When companies do have Fiduciary Liability insurance, many buy just a small amount such as $1 million of coverage. In some cases, the legal fees alone to defend these suits can far exceed that total. And many settlements have been much higher: $12 million by Fidelity in 2014, $31 million by Massachusetts Mutual in 2016, and $3 million by New York Life in February 2017.
Over the past two years, similar cases have been brought against more than 20 other money managers, including Morgan Stanley, JP Morgan, and Blackrock. In Crystal & Company’s view, more such litigation is likely.

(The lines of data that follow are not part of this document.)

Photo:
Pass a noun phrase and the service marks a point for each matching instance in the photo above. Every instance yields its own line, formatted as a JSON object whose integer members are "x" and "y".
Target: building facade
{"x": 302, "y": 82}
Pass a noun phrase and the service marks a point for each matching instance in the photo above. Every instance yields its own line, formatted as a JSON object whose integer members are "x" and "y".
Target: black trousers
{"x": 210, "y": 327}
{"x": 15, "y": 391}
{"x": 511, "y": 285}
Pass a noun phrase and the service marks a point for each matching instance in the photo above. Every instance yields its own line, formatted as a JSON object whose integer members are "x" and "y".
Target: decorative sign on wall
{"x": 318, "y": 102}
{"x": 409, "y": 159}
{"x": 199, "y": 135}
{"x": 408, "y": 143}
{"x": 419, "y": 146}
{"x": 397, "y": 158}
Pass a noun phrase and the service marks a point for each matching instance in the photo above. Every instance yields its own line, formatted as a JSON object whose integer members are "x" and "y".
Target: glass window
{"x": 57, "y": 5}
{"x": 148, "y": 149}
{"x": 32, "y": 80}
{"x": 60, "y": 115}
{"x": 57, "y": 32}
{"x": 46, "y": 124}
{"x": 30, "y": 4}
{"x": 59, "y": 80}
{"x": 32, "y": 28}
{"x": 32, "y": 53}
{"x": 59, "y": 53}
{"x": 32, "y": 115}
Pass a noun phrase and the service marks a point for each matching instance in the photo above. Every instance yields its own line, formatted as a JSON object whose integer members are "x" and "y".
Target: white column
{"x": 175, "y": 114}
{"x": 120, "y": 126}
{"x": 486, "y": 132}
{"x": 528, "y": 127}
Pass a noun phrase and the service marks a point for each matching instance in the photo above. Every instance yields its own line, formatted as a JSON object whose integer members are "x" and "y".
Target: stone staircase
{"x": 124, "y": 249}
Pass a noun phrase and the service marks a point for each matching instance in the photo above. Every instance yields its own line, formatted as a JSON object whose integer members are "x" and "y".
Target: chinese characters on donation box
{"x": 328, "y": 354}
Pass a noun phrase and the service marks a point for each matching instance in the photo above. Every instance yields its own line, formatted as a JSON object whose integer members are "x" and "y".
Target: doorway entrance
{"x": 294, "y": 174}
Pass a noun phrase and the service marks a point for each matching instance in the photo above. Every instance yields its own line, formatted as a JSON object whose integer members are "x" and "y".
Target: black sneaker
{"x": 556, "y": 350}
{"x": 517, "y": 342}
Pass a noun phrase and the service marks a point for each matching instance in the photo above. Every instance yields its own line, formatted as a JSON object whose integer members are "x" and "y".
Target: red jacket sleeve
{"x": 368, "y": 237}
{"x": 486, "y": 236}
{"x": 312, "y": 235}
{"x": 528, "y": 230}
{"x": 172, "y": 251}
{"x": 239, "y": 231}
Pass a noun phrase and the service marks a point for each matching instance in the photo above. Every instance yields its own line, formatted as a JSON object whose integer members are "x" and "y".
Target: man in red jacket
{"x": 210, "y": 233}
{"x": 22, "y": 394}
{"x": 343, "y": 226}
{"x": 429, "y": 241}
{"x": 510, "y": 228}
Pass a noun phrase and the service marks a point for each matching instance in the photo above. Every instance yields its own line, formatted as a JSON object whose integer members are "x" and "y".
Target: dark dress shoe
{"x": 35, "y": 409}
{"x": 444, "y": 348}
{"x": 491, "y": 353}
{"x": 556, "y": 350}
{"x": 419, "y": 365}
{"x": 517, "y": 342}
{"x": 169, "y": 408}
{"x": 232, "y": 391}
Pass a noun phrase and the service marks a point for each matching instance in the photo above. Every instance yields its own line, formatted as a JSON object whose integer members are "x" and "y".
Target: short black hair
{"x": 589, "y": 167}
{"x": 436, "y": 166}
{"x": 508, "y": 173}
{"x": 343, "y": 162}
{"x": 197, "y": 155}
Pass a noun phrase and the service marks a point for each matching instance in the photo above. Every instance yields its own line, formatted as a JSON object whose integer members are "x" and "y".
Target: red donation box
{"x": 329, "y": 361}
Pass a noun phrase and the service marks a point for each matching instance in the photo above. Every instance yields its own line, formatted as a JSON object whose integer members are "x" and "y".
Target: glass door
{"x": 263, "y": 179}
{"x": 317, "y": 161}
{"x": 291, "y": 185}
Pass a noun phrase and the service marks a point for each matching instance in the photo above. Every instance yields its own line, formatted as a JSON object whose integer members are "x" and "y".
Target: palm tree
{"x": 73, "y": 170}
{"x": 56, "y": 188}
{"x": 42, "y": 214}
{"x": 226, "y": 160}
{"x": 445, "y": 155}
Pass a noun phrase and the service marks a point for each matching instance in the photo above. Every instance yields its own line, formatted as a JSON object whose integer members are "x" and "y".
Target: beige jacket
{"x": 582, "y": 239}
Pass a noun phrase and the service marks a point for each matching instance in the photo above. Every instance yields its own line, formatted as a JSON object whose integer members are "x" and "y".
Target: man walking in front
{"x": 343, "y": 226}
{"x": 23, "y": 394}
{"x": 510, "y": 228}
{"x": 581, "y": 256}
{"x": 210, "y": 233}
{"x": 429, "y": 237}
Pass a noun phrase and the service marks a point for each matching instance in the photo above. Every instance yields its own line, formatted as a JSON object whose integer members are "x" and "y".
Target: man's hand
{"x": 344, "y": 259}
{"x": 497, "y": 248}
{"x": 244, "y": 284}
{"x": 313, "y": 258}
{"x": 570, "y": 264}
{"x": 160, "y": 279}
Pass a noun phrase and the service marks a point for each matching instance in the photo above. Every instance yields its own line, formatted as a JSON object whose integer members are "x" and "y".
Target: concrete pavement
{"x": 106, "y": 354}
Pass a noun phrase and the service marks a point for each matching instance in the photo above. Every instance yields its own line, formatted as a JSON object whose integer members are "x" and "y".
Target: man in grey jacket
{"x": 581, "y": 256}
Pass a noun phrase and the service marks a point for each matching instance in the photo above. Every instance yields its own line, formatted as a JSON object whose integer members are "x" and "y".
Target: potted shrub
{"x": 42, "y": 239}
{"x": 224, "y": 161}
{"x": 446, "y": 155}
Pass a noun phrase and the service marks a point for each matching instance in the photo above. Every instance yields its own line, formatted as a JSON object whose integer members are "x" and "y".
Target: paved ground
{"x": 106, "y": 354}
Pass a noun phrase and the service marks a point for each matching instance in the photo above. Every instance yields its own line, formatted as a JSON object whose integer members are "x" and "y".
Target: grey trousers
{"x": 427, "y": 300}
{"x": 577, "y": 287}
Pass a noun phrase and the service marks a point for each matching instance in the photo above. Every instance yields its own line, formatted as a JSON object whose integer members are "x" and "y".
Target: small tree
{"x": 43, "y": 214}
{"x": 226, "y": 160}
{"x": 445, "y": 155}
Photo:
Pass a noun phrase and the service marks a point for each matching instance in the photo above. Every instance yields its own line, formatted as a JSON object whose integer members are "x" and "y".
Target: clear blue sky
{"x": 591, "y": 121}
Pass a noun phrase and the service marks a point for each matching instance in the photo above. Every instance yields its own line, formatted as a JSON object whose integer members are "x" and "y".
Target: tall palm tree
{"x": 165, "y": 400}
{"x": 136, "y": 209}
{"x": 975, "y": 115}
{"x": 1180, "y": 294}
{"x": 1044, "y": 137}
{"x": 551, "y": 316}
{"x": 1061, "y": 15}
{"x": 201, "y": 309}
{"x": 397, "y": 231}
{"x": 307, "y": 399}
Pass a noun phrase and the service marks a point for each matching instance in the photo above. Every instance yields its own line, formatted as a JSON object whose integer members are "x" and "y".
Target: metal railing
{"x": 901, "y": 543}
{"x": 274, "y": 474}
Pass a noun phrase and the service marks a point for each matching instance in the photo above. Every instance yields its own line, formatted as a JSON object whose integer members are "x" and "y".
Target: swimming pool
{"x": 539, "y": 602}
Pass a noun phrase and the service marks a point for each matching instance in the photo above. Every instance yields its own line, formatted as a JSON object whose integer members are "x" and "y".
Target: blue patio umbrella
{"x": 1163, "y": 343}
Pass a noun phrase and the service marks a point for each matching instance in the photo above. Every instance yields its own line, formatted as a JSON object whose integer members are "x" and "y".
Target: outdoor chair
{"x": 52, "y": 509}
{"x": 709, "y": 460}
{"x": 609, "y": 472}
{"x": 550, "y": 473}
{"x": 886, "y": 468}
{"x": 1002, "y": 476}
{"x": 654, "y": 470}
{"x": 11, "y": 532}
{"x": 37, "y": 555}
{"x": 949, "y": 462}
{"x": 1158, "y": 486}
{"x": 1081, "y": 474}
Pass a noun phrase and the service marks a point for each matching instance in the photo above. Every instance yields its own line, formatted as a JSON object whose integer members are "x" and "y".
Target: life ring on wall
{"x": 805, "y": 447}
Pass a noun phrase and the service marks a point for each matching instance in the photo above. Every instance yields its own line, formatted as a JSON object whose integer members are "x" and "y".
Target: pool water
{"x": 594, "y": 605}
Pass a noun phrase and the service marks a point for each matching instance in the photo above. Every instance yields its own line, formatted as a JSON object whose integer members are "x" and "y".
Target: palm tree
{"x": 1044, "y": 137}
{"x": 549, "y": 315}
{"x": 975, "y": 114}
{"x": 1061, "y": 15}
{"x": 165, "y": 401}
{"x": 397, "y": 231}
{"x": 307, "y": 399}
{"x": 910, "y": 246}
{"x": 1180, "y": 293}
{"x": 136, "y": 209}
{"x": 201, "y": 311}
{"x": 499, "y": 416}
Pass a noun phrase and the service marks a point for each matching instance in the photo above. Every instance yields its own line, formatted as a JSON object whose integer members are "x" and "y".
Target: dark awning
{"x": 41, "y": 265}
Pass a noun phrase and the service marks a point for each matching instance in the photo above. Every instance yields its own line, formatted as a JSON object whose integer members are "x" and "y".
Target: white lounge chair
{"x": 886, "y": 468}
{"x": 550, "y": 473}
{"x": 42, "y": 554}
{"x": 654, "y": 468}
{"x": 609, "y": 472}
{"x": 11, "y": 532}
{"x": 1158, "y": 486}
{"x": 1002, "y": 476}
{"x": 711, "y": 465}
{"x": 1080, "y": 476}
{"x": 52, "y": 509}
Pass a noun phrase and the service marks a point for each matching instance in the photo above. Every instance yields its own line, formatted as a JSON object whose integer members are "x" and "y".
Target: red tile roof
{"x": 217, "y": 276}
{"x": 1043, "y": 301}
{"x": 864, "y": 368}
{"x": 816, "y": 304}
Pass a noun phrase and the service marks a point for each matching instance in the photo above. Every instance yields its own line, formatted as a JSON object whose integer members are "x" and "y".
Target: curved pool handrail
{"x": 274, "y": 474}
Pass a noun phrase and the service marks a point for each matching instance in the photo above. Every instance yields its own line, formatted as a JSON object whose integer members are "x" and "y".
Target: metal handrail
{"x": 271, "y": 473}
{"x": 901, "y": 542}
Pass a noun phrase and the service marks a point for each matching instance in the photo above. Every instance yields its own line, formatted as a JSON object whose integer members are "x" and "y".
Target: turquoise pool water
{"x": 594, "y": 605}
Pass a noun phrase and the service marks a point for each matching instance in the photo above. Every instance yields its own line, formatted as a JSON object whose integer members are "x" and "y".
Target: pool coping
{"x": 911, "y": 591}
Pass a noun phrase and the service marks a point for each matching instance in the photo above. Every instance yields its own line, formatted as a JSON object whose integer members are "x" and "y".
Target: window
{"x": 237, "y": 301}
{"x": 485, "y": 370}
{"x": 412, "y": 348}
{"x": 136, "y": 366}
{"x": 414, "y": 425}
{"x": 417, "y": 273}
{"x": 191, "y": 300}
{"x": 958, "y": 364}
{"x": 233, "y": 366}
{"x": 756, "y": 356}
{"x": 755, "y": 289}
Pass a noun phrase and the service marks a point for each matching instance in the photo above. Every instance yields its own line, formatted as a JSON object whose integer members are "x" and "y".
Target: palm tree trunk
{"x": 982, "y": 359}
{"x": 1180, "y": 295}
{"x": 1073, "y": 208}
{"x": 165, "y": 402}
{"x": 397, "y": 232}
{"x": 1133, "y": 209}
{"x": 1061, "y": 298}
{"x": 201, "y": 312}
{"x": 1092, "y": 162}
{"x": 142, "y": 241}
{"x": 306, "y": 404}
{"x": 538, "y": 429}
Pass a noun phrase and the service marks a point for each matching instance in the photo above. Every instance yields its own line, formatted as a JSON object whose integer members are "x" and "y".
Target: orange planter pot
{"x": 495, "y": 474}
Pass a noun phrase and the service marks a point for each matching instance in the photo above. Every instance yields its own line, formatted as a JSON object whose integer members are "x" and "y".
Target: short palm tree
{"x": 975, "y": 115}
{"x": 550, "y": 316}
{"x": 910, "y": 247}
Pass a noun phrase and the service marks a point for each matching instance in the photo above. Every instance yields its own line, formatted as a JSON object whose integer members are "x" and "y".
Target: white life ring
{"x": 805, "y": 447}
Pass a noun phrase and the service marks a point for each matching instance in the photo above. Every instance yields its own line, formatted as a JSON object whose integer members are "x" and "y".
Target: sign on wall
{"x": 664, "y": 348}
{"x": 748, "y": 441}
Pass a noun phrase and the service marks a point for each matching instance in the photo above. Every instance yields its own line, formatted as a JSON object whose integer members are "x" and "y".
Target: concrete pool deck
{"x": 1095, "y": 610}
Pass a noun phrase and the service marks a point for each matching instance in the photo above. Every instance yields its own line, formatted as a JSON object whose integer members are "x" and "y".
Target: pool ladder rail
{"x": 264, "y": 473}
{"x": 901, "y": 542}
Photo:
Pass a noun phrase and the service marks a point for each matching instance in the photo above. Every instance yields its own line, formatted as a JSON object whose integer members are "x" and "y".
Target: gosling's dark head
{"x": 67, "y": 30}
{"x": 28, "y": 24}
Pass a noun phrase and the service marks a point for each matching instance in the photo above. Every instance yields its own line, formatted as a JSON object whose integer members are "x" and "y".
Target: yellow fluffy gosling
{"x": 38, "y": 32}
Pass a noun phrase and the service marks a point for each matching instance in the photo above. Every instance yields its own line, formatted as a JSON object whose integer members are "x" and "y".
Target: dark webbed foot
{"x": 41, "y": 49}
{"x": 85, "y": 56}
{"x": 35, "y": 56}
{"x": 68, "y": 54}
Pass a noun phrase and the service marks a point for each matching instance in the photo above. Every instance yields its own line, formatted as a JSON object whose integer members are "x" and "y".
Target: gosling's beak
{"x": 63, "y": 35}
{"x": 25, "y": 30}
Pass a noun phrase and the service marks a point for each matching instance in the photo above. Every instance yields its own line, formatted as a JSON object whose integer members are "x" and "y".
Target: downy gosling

No small factor in this view is the following data point that emerged from an analysis of government filings by Bloomberg BNA: 92 of 100 large investment companies included their proprietary funds in the benefits programs they offered their employees.
Under the Employee Retirement Income Security Act of 1974 (ERISA), companies must design their benefit plans prudently and solely in the interest of participants. Most of these lawsuits charge that by including proprietary funds, these plans engage in improper self-dealing. Some claim that plans hide excessive fees through multi-layering techniques in which one fund invests in another fund managed by the company. Companies can, however, buy Fiduciary Insurance on behalf of employees that will cover the cost of certain ERISA fines, as well as judgments and settlements.
Not all Fiduciary Insurance policies are the same. As always, it is imperative that to check the details of these particular policies as part of an annual review of all insurance coverage.